L'infirmière prit le pansement et son contenu avec des pincettes et le fit tomber dans une poubelle, près d'elle. L'happening, Couscous ! tu te souviens ? il faut profiter de chaque circonstance :
-" Heu....Mademoiselle...si cela ne vous fait rien...J'aimerais récupérer mon morceau de doigt...pour mon chat .." La demoiselle s'est étouffée d'indignation : - " Mais..! Je ne peux pas ! c'est interdit ! ça ne se fait pas ! " - " Mais il est à moi, ce bout de doigt ! c'est mon doigt, je veux repartir avec ! "
Devant la tête de la demoiselle, j'ai du arrêter ma blague, je sentais qu'elle n'était pas loin d'appeler de l'aide .
Ce petit bout de doigt a connu bien des aventures : Sachez que cette amputation, exactement à cette phalange, était un signe de reconnaissance , dans le milieu, à une certaine époque. Je me souviens de Fifine, une vieille routière à la retraite dans son bar, qui braquait son regard sur ma main gauche, quand j'arrivais et que je la posais sur le bar. Elle avait, pour moi, les attentions d'une mère. C'était aussi un détail bien particulier des 'carabots (dockers ) du Havre qui se 'mettaient au croc ' ( à l'assurance ) en se coupant , ou se faisant couper, le petit bout du petit doigt de la main gauche. Mon oncle Julot, c'était ma tante Maria, elle-même manchote, qui lui avait coupé. A la hache... Le dégonflé ....
J'avais gagné, dans une fête foraine, dans une boite à surprise à deux francs, un petit gadget marrant : une grosse pointe, ayant une boucle, au milieu, permettant de la placer sur un doigt, sans qu'on remarque la boucle. L'effet était qu'une personne, en face de vous, croyait que vous aviez une pointe qui vous traversait le doigt . Vu ?
Fos-sur-mer , raffinerie Esso dans un bâtiment préfabriqué abritant des bureaux, des salles pour des dessinateurs industriels, une infirmerie, quelques salles de réunion.
Je faisais des installations de distribution téléphoniques et j'avais, dans ma poche, mon fameux clou. Je ne vous dirais pas qu'il était là par hasard . Depuis que je l'avais gagné, je me promettais bien de le rentabiliser. Ben ça m'a pris. J'ai pris un flacon d'encre rouge sur un bureau, je me suis mis en place le gadget et fait des coulures bien sanglantes autour de la pointe.

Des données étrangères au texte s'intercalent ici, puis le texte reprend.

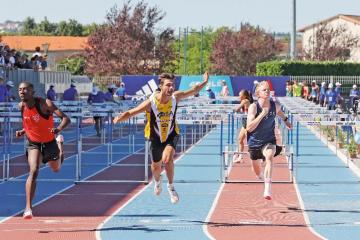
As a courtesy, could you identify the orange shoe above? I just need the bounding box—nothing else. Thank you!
[23,209,33,220]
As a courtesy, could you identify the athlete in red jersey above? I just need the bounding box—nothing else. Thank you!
[15,82,70,219]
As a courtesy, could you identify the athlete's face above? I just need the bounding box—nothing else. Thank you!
[19,83,34,102]
[160,79,175,96]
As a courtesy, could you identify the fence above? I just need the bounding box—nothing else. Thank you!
[290,76,360,96]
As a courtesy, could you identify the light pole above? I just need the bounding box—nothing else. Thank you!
[41,43,50,55]
[290,0,296,60]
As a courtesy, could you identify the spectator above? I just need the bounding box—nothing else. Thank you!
[310,80,319,103]
[46,84,56,101]
[40,55,47,71]
[6,81,16,102]
[251,80,259,96]
[325,83,337,110]
[335,82,344,107]
[349,84,360,113]
[87,86,105,137]
[104,84,119,104]
[63,83,78,101]
[206,86,215,99]
[116,82,126,100]
[286,80,293,97]
[293,80,301,97]
[31,55,39,71]
[32,47,42,57]
[220,80,230,97]
[0,50,6,66]
[0,76,8,102]
[301,81,310,100]
[319,82,326,107]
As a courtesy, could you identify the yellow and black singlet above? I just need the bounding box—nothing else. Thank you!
[145,92,179,143]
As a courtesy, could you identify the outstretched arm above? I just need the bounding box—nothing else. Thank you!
[113,99,151,123]
[174,72,209,101]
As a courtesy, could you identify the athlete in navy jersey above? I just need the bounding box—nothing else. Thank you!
[246,81,292,200]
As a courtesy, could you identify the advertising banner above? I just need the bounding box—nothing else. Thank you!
[179,75,234,96]
[231,76,290,97]
[122,75,181,95]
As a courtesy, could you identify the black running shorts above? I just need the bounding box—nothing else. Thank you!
[249,145,282,160]
[26,139,60,164]
[149,134,179,162]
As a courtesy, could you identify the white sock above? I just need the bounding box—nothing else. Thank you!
[264,178,271,195]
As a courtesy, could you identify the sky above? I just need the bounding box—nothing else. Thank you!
[0,0,360,32]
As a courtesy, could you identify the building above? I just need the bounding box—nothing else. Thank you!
[298,14,360,62]
[0,20,23,33]
[1,36,87,70]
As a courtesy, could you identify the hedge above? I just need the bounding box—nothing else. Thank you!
[256,61,360,76]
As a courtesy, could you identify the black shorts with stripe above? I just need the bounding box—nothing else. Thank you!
[149,132,179,162]
[26,139,60,164]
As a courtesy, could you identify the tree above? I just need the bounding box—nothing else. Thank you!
[85,1,174,75]
[173,27,218,74]
[82,23,101,36]
[302,23,359,61]
[211,23,280,75]
[33,17,57,35]
[60,55,85,75]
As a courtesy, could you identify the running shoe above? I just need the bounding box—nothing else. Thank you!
[154,176,162,196]
[168,184,179,204]
[23,209,33,220]
[233,153,244,163]
[264,179,271,200]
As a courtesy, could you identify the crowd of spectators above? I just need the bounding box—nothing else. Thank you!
[286,80,360,113]
[0,43,48,71]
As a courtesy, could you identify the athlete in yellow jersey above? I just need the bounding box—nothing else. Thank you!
[114,72,209,203]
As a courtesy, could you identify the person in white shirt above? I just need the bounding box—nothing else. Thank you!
[220,80,230,97]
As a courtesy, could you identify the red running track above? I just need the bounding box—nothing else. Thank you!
[208,153,321,240]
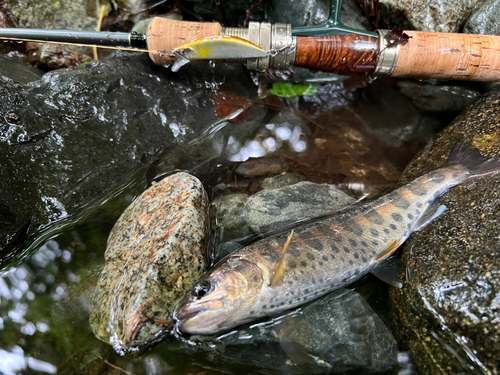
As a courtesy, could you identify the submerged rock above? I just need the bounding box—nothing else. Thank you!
[207,290,398,374]
[244,182,356,233]
[0,53,253,268]
[392,86,500,374]
[90,172,210,352]
[379,0,487,33]
[464,0,500,35]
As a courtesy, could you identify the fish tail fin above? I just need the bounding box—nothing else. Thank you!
[443,143,500,179]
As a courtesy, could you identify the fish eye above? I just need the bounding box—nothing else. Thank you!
[193,280,211,298]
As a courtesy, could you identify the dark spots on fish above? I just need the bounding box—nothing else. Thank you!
[411,184,427,196]
[308,238,323,251]
[365,209,384,225]
[391,212,403,223]
[345,219,363,236]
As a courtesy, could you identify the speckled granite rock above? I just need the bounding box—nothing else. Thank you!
[392,86,500,374]
[464,0,500,35]
[379,0,487,33]
[244,182,355,233]
[90,172,209,352]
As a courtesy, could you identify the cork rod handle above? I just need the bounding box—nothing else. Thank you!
[390,31,500,81]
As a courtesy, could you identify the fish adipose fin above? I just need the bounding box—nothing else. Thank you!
[270,229,293,287]
[375,239,403,262]
[443,143,500,179]
[414,204,446,232]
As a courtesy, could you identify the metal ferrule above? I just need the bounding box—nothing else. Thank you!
[372,30,401,77]
[221,22,297,70]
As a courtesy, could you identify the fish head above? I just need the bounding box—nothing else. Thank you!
[174,257,263,335]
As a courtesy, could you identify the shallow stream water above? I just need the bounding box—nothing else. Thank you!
[0,75,460,375]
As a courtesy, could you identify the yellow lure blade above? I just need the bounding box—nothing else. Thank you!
[174,36,267,60]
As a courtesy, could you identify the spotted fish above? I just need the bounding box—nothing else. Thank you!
[175,144,500,334]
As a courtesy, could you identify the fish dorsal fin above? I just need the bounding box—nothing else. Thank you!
[415,204,446,232]
[270,229,293,287]
[375,239,403,262]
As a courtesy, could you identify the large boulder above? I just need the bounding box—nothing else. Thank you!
[0,53,253,268]
[392,86,500,374]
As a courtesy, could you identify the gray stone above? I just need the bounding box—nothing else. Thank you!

J'étais prèt ! Quel est le bon ange qui mit, sur ma route, dans la couloir central, une jeune infirmière à la mine angélique, justement ! Je ne ferai connaissance de l'autre infirmière que quelques années plus tard ; fallait bien que je me rode... - " Mad'moiselle, vous tombez bien. Soignez-moi, s'il vous plaît ! " Je vous jure que ce que j'escomptais, c'était la surprise de l'infirmière en découvrant la supercherie. Et alors là , le grand inattendu ! La jeune infirmière fit un bond en arrière, tétanisée par la frayeur.ça sentait le grand évênement, ça... Aussitôt, je m'avançais vers elle en répêtant : - " Soignez-moi...soignez-moi..." Comme je l'approchais trop à son gôut, elle partit en courant dans le couloir. Je me mis à courir derrière elle en répètant : - " Soignez-moi ! soignez-moi ! " Coincée dans un coin du couloir, les deux poings serrés sur sa bouche, elle faisait une amère constation , à voix résignée : - " Mais il est fou ..." Je lui plaçais ma main ensanglantée devant ses yeux exhorbités et otais brusquement le gadget de mon doigt en m'écriant : - " Et voilà ! " Tout le monde, alerté, se trouvait dans le couloir, essayant de comprendre ce qui se passait. Un énorme éclat de rire général accueillit le dénouement.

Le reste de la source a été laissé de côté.